GPU-accelerated instances of Function Compute can be used only in Custom Container runtimes. For more information about Custom Container runtimes, see Introduction to Custom Container.

Custom Container functions require a web server carried within an image to execute different code paths and trigger functions through events or HTTP requests. The web server mode is suitable for multi-path request execution scenarios such as AI learning and inference.

Deployment methods

You can deploy your models in Function Compute by using one of the following methods:

Use the Function Compute console. For more information, see Create a function in the Function Compute console.
Call SDKs. For more information, see List of operations by function.
Use Serverless Devs. For more information, see Common commands of Serverless Devs.

For more deployment examples, see start-fc-gpu.

Model warm-up

To address the long processing time of initial requests after a model is launched, Function Compute provides a model warm-up feature. This feature enables a model to enter the working state immediately after it is launched.
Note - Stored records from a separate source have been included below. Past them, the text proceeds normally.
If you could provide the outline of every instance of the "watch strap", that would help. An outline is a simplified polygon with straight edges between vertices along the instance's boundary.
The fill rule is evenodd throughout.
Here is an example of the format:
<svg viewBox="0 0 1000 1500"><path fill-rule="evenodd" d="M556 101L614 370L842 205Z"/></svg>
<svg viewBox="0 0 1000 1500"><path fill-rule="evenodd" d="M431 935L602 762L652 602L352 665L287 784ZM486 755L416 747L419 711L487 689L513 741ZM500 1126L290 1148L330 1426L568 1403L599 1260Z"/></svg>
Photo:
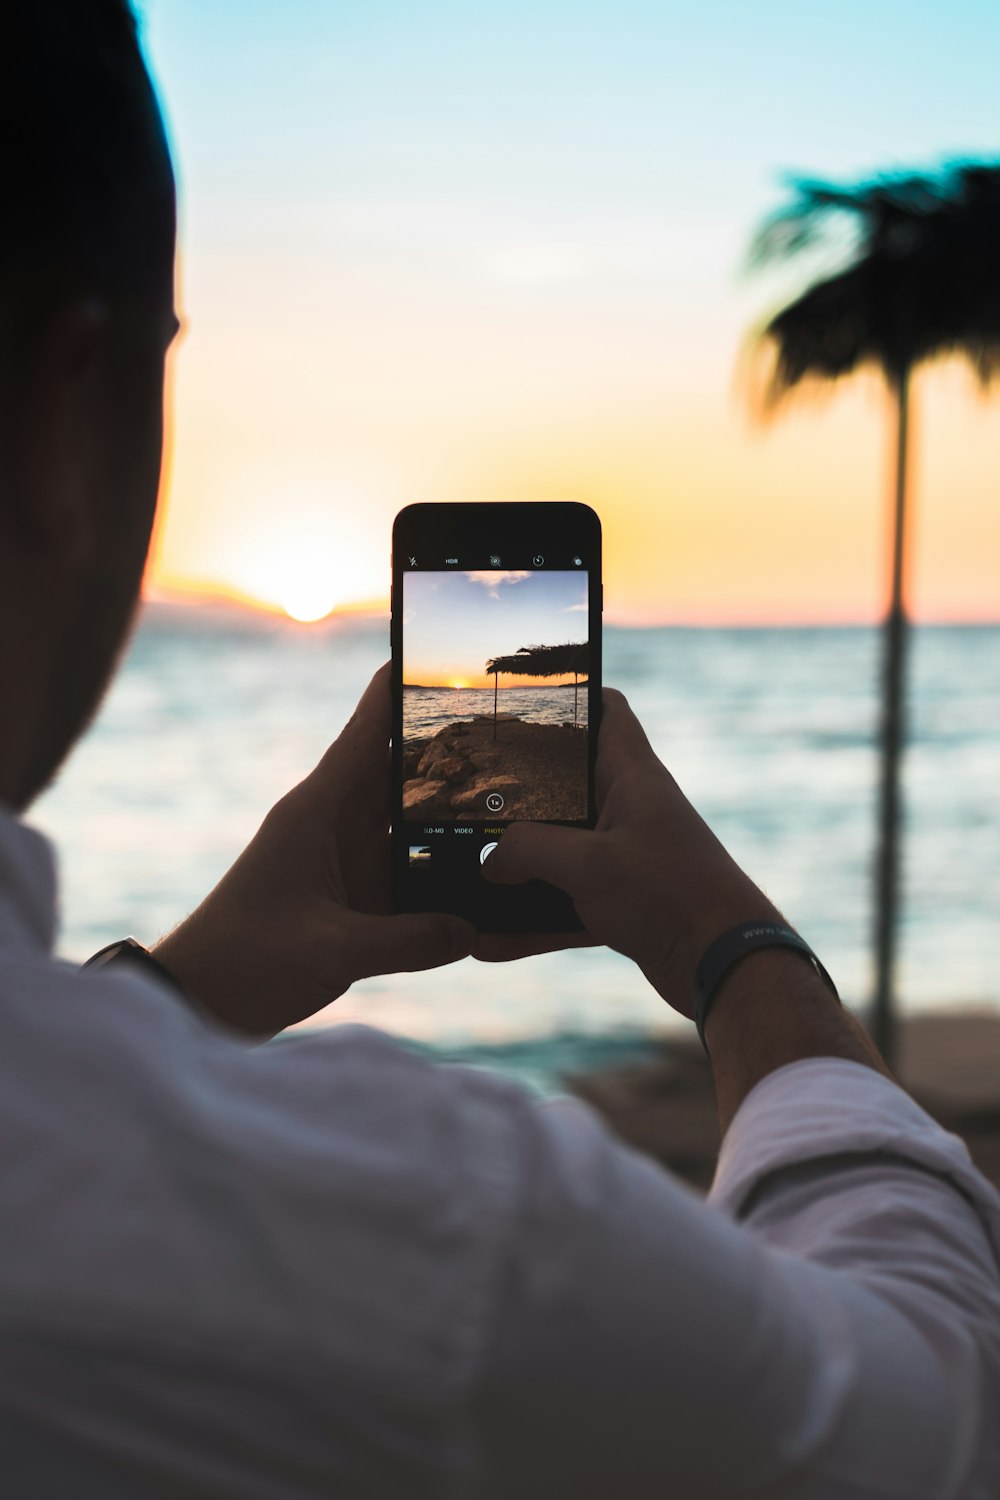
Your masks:
<svg viewBox="0 0 1000 1500"><path fill-rule="evenodd" d="M744 922L740 927L730 928L709 944L695 972L694 1023L706 1052L708 1043L705 1040L705 1021L723 980L738 963L760 948L791 948L794 952L801 953L812 964L824 984L833 991L834 998L840 1000L837 986L805 938L782 922Z"/></svg>
<svg viewBox="0 0 1000 1500"><path fill-rule="evenodd" d="M179 995L189 1005L190 996L181 988L177 980L157 961L148 948L144 948L134 937L119 938L114 943L108 943L105 947L88 958L81 965L84 969L117 969L130 968L133 973L144 974L147 979L158 980L160 984L167 984L175 995Z"/></svg>

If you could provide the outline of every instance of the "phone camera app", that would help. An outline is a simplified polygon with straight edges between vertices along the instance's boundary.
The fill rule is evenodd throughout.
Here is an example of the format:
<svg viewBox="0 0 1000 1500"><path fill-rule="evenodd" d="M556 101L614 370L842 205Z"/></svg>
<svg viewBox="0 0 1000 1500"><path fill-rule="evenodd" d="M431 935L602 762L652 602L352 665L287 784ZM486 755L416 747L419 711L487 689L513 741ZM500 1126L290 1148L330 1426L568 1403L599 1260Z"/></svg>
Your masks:
<svg viewBox="0 0 1000 1500"><path fill-rule="evenodd" d="M586 819L586 573L420 572L403 592L403 817Z"/></svg>

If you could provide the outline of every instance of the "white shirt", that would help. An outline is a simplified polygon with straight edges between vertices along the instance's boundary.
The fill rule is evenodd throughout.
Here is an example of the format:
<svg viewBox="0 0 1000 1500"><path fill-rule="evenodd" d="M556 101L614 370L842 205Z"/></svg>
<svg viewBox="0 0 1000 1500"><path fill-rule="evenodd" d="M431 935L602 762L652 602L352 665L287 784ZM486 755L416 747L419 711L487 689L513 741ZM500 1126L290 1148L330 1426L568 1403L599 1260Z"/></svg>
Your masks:
<svg viewBox="0 0 1000 1500"><path fill-rule="evenodd" d="M53 911L0 815L12 1500L996 1500L1000 1199L886 1079L772 1073L706 1203L581 1104L81 974Z"/></svg>

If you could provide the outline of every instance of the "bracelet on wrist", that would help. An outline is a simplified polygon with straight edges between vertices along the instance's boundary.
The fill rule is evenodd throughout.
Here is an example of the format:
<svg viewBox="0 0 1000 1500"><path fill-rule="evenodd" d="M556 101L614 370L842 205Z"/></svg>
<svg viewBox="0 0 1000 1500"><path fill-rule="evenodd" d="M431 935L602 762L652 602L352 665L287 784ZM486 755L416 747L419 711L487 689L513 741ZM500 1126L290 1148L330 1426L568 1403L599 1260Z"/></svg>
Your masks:
<svg viewBox="0 0 1000 1500"><path fill-rule="evenodd" d="M147 979L155 979L160 984L168 985L175 995L189 1005L191 1004L191 997L169 969L165 969L159 960L153 957L149 949L136 942L134 937L119 938L117 942L108 943L88 958L81 968L131 970L133 974L142 974Z"/></svg>
<svg viewBox="0 0 1000 1500"><path fill-rule="evenodd" d="M834 999L840 1001L837 986L830 978L815 953L791 927L781 922L744 922L732 927L710 943L702 954L694 976L694 1024L705 1051L705 1022L715 1002L723 981L744 958L761 948L790 948L812 964L823 983L832 991Z"/></svg>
We recommend that you configure the initialize lifecycle hook in Function Compute. Function Compute automatically executes the business logic in the hook to warm up your models. For more information, see Lifecycle hooks for function instances.
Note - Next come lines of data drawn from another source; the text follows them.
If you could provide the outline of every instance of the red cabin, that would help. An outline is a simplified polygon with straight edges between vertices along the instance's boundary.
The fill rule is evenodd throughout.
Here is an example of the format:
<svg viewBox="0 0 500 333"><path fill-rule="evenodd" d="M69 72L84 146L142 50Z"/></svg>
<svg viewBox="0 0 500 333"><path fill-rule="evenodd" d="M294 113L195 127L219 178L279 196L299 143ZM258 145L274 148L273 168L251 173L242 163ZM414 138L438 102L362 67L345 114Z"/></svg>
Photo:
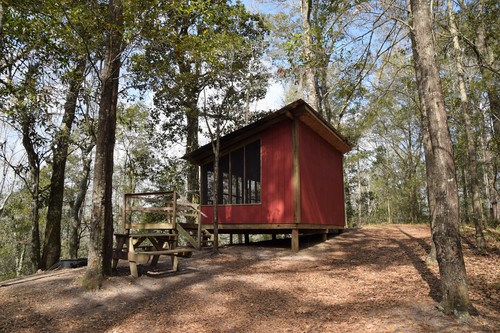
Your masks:
<svg viewBox="0 0 500 333"><path fill-rule="evenodd" d="M219 233L322 233L345 226L347 140L303 100L221 138ZM211 144L184 156L201 166L203 227L213 224Z"/></svg>

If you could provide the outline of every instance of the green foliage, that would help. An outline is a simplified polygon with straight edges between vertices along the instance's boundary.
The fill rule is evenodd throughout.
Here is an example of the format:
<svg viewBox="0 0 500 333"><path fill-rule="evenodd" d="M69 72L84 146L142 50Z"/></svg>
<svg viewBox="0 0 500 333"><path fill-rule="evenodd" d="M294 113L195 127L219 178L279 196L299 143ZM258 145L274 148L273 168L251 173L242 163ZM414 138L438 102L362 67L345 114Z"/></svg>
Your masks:
<svg viewBox="0 0 500 333"><path fill-rule="evenodd" d="M12 194L0 216L0 281L29 273L30 195L26 190Z"/></svg>
<svg viewBox="0 0 500 333"><path fill-rule="evenodd" d="M259 58L266 30L241 3L158 1L147 15L143 52L132 57L132 70L137 86L155 92L151 116L159 141L182 141L201 92L221 89L227 73L239 75L235 86L253 82L251 100L263 95Z"/></svg>

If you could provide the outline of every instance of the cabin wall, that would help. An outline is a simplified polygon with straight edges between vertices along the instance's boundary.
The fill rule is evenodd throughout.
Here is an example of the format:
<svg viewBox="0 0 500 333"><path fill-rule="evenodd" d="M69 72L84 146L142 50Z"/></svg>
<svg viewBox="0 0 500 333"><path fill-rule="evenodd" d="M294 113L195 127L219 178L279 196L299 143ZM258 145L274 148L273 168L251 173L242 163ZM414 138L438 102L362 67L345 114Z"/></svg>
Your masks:
<svg viewBox="0 0 500 333"><path fill-rule="evenodd" d="M220 224L293 223L292 121L282 121L261 135L261 203L219 205ZM213 223L213 206L202 206Z"/></svg>
<svg viewBox="0 0 500 333"><path fill-rule="evenodd" d="M299 122L301 223L344 226L342 154Z"/></svg>

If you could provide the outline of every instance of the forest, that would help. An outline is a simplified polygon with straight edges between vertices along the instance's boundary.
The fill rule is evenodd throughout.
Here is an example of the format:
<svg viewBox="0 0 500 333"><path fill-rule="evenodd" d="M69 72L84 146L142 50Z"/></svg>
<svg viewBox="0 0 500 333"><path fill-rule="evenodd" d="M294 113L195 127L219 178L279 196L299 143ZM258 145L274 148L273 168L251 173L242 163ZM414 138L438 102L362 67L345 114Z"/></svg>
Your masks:
<svg viewBox="0 0 500 333"><path fill-rule="evenodd" d="M494 0L1 0L0 280L87 256L110 274L124 193L196 200L185 153L302 98L353 146L347 225L432 224L446 284L460 227L483 253L500 227L499 16Z"/></svg>

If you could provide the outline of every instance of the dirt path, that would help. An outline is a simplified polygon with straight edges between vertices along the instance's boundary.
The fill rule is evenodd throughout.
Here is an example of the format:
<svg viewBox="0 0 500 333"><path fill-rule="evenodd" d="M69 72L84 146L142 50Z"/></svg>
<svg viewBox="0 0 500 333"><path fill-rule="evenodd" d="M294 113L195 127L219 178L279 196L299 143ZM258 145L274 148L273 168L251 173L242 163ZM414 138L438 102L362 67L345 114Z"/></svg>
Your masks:
<svg viewBox="0 0 500 333"><path fill-rule="evenodd" d="M0 332L498 332L498 249L464 246L479 314L461 325L436 309L429 238L425 226L391 225L303 242L298 254L231 246L138 279L124 263L94 293L79 287L84 268L41 274L0 287Z"/></svg>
Add the /initialize invocation path of the POST method to the HTTP server that you build, and place the model warm-up logic under the /initialize path. You can have the model perform simple inferences to achieve the warm-up effect.

The following sample code provides an example in Python:

def prewarm_inference():
    res = model.inference()

@app.route('/initialize', methods=['POST'])
def initialize():
    request_id = request.headers.get("x-fc-request-id", "")
    print("FC Initialize Start RequestId: " + request_id)

    # Prewarm model and perform naive inference task.    
    prewarm_inference()
    
    print("FC Initialize End RequestId: " + request_id)
    return "Function is initialized, request_id: " + request_id + "\n"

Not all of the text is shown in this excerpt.